Beacons, the in-store devices that help retailers communicate with consumers on their mobile devices and theoretically enhance the in-store shopping experience, could mean big changes in SEO as they evolve.
First and foremost, given the interaction can only occur when consumers are within a specific geographic range, beacons will increase the importance of local search – and they may force businesses to make local more of a priority in order to influence potential customers about where they want to go to obtain the products or services they are searching for in near-me moments on their mobile devices.
“With this visibility in the SERPs, a visitor would receive information about the businesses that surround them so they can choose where they would like to go to obtain the services, which would put them in range of the beacon and allow the brick and mortar location to market directly to them,” said Nathan Stenberg, organic SEO specialist for integrated marketing agency Anvil Media.
This could include promotions such as daily or weekly specials that are only available to visitors of the location or a discount for first-time in-store customers, he added.
However, per Luke Rees, digital marketing lead at search agency AccuraCast, consumers are increasingly savvy and a push notification to an in-store consumer won’t necessarily seal the deal, as said customer can easily compare prices on his or her mobile device.

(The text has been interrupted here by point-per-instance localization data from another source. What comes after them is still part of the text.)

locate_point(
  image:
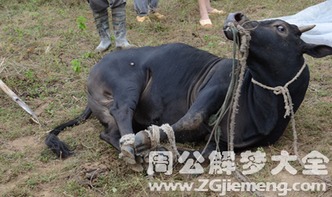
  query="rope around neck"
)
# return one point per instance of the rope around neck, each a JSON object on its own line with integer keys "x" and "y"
{"x": 283, "y": 90}
{"x": 288, "y": 104}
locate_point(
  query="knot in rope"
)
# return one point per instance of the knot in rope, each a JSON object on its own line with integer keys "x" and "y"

Further, he noted beacons are Bluetooth-enabled, which means they have limited capability when it comes to follow-up queries.
“If the ad doesn’t provide the information that’s needed all at once, search may be required,” Rees said. “You’ll clearly want to make sure your brand is providing the relevant answers and contact details in the mobile search results.”

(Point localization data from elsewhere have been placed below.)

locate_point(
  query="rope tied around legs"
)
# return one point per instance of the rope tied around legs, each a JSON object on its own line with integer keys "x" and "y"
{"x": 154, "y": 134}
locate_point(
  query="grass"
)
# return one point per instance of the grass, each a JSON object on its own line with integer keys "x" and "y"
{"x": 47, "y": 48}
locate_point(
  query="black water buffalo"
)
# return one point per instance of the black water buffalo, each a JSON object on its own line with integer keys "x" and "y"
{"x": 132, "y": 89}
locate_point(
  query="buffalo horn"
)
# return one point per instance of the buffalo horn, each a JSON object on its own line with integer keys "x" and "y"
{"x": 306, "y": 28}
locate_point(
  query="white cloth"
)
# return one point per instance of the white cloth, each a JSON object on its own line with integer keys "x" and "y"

Editor note: to learn more about beacons, listen to this Marketing Nerds podcast with Casey Markee:
Here are nine other ways beacons could change search:
Per Sam Williamson, SEO executive at digital media firm Aims Media Glasgow, beacons could present an opportunity to optimize for hyper-local searches and to find specific answers to hyper-local queries, which he said is something Google has struggled with to date.
However, he also noted hyper-local searches are incredibly specific, which means it’s not only difficult to optimize for them, it may not actually be worth it.

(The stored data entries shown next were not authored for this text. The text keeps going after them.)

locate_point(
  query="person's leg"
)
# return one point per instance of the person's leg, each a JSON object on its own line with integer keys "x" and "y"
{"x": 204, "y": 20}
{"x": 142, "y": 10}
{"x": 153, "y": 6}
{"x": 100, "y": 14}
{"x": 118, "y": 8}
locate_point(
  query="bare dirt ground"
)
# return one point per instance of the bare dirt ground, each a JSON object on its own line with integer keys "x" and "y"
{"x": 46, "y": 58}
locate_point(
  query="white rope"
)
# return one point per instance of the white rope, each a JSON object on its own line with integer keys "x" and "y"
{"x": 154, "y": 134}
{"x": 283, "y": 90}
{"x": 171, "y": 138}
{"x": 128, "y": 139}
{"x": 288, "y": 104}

“Because these searches will be so specific, for example, ‘Where is terminal 4 in CDG airport,’ I imagine that the results will be presented in the form of a Knowledge Graph,” he said. “Once one article has been created outlining where Terminal 4 is, will Google really need to display any others? Furthermore, what kind of ads would be displayed alongside a search for terminal gate at an airport and would users actually click them? This is highly debatable. Unlike other searches that we carry out, these hyper-local searches tend to have very little buyer intent.”
According to Joe Scartz, managing director of digital commerce and integration at retail marketing agency TPN, beacons are “dumb devices” – a consumer walks into a store and if said customer has the right app, his or her phone receives push notifications. However, as beacons evolve, consumers will potentially receive more personalized information from them.
“What we want to see today based on proximity is how can [beacons] serve content and information that is relevant based on where you are and your previous profile in a way that prioritizes certain content over another,” Scartz said. “That’s where we’ll see more of this SEO activity.”
Similarly, Adam Binder, founder of digital marketing agency Creative Click Media, said beacon data could be paired with data from prior search queries to help better meet consumer needs in real-time.
“One of the benefits of beacons is that you can reach your audience in real-time in their exact location.